Herd immunity in the past was often discussed in the context of protecting the less than 5% of the community who are too young (less than 12 months old) to receive MMR vaccine or who have true contraindications to vaccine. For measles, reliable herd immunity requires approximately 90% of the community to be immune to measles. To achieve this, we need 95% of the community immunized because approximately 5% of immunized children fail to become immune from a single immunization.

This became clear during the 1990s measles outbreaks and led to a recommendation for two doses, the second dose at 4–6 years of age. That controlled measles outbreaks until the past 2 years, when measles has been increasingly reported. Partly, this is due to the increase in the number of countries with endemic measles, including developed countries, most notably France, as reported in MMWR (2011:60;666-8). So the number of imported cases likely increased. But if herd immunity is strong, secondary cases should not be frequent.

What is new, and has directly led to many cases, is an increase in the number of geographic clusters of unvaccinated children due to parents delaying or refusing measles vaccine. In those areas, secondary cases are occurring at a rate not seen in decades. It's not that the overall national measles immunization rate is that much lower. The overall rate of one dose of MMR vaccine is near 90%, and two-dose coverage is around 80%.

The problem is that the extra geographically clustered 5% who choose to delay or avoid MMR vaccine permit transmission from imported cases mostly among unvaccinated children. In those areas, herd immunity is broken. Just this relatively small shift in local immunization density breaks down herd immunity to measles.

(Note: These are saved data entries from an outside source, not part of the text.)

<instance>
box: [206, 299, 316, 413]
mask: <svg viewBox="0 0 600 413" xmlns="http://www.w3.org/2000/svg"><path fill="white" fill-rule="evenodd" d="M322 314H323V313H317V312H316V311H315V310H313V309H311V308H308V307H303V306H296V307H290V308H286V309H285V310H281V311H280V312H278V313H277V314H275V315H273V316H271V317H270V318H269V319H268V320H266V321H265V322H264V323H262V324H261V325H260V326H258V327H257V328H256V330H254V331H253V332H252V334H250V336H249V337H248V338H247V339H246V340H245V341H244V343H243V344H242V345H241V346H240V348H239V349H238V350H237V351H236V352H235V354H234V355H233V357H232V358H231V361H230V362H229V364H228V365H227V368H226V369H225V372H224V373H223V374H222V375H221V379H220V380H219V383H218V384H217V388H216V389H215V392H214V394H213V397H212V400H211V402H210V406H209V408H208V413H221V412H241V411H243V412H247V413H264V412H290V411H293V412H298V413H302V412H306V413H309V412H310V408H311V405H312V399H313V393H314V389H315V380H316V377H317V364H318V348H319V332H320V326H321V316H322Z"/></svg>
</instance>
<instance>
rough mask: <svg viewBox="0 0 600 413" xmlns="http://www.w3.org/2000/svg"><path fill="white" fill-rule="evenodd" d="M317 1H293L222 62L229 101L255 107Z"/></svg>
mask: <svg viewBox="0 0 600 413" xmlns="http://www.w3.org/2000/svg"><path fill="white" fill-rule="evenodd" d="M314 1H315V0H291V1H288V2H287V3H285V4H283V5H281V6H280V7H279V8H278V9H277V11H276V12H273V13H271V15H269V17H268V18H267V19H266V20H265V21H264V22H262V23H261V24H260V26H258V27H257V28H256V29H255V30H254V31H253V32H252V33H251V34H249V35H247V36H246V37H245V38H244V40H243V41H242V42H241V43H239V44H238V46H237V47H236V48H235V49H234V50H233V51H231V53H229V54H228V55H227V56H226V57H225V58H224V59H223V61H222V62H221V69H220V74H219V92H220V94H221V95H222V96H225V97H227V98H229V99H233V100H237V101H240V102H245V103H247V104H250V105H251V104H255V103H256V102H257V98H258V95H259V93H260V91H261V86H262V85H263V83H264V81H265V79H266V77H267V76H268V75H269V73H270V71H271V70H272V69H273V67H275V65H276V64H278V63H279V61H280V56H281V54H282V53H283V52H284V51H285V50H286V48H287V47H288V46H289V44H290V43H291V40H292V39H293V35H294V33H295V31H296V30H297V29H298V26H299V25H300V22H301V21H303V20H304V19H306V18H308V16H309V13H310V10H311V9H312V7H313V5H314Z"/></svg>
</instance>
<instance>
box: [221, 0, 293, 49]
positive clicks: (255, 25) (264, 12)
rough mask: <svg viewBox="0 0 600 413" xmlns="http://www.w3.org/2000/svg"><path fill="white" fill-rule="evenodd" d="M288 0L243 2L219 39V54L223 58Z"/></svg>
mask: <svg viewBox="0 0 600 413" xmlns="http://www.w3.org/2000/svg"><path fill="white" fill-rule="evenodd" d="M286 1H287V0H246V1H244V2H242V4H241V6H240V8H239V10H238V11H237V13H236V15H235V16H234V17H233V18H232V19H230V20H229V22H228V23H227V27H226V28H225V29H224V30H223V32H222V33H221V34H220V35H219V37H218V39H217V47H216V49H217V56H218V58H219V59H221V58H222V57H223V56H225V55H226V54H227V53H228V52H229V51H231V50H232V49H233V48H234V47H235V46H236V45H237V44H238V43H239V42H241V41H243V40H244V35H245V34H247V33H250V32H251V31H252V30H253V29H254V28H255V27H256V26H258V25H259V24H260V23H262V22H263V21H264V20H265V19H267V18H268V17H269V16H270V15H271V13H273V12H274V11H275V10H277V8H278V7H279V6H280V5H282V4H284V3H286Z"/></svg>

Why is it so? Measles is one of the three most contagious infections, being transmitted via airborne particles. Further, during the first 3 days of measles the presentation is a nonspecific febrile upper respiratory tract infection. So persons with measles often do not restrict their activity and may expose many people via normal activities or even in the reception rooms at medical facilities.

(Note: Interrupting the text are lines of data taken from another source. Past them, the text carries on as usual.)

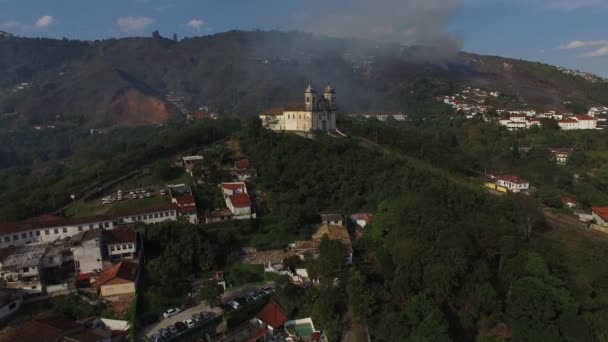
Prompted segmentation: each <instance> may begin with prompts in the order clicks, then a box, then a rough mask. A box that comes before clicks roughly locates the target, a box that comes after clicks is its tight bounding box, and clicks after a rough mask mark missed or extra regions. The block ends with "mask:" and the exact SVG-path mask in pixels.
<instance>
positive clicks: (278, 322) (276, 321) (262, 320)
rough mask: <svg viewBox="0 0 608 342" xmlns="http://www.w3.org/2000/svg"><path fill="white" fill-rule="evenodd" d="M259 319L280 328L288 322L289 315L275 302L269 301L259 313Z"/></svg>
mask: <svg viewBox="0 0 608 342" xmlns="http://www.w3.org/2000/svg"><path fill="white" fill-rule="evenodd" d="M257 317H258V319H259V320H260V321H262V322H264V324H266V325H268V326H271V327H272V328H273V329H277V328H280V327H281V326H283V324H285V322H287V316H285V313H283V310H281V308H279V306H278V305H276V304H275V303H268V304H266V306H265V307H264V309H262V311H260V313H259V314H258V316H257Z"/></svg>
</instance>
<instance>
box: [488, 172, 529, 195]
mask: <svg viewBox="0 0 608 342" xmlns="http://www.w3.org/2000/svg"><path fill="white" fill-rule="evenodd" d="M485 186H486V188H488V189H492V190H496V191H499V192H511V193H520V192H525V191H528V190H530V183H529V182H528V181H525V180H523V179H521V178H519V177H517V176H513V175H504V174H500V175H488V177H487V179H486V183H485Z"/></svg>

It is not until the third day or perhaps the fourth day of contagion and fever that the classic symptoms of cough, coryza, and nonpurulent conjunctivitis (the 3 C's) begin to appear, along with the beginnings of a maculopapular rash starting on the head. Because most clinicians under 60 years of age have little if any experience with measles, measles may go initially undiagnosed. This leads to additional exposures.

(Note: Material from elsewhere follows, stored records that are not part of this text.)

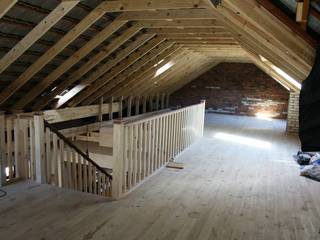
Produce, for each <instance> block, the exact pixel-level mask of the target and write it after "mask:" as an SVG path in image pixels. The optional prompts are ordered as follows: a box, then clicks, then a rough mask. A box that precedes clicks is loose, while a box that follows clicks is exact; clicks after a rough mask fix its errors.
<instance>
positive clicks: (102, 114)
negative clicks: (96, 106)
mask: <svg viewBox="0 0 320 240" xmlns="http://www.w3.org/2000/svg"><path fill="white" fill-rule="evenodd" d="M98 121H99V122H103V97H101V98H100V106H99V116H98Z"/></svg>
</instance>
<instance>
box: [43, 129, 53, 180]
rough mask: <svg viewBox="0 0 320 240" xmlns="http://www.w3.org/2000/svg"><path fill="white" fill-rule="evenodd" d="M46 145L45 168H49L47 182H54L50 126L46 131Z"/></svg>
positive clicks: (47, 169) (48, 170) (48, 169)
mask: <svg viewBox="0 0 320 240" xmlns="http://www.w3.org/2000/svg"><path fill="white" fill-rule="evenodd" d="M45 146H46V160H45V168H46V170H47V183H49V184H51V183H52V178H51V177H52V172H51V167H52V154H51V132H50V129H49V128H46V133H45Z"/></svg>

So imported measles added to focal weak spots in herd immunity to measles is the mechanism for increasing measles cases in the United States. Now children whose parents choose to avoid measles vaccine because the disease “is gone” or because of unfounded fears of adverse effects are no longer safe from disease. Note that 105 of the 118 (89%) cases were unvaccinated. And parents who would wish to vaccinate their children but cannot because of age or true contraindication also can no longer rely on herd immunity to protect their children.

This is a call to action. First, we should continue to be strong advocates for on-time MMR vaccination. We are unlikely to convince adamant antivaccine parents, but perhaps we can sway those who are merely conflicted by the false and discredited information promulgated by antivaccine groups.

Second, each of us needs to be aware of whether measles has occurred in our practice area, or in areas where our patients are planning to travel. If there is an expectation of possible exposure, consider administering the second MMR dose anytime more than 1 month after the first dose. And if the child is 9–12 months of age, consider giving a first dose prior to the usual 12 months of age. This will not be a valid dose per current Advisory Committee on Immunization Practices (ACIP) and American Academy of Pediatrics recommendations, but it may save the child from an illness with risks for both immediate and long-term severe pulmonary or neurological complications.

Third, don't miss the disease if it shows up in your patient. Be hypervigilant for the three C's plus high fever, and classic morbilliform rash.

Measles is in the air and until herd immunity is restored, expect cases in every major city in the United States. Hopefully, we as pediatric clinicians, in partnership with our local health departments, can make a difference and minimize these outbreaks.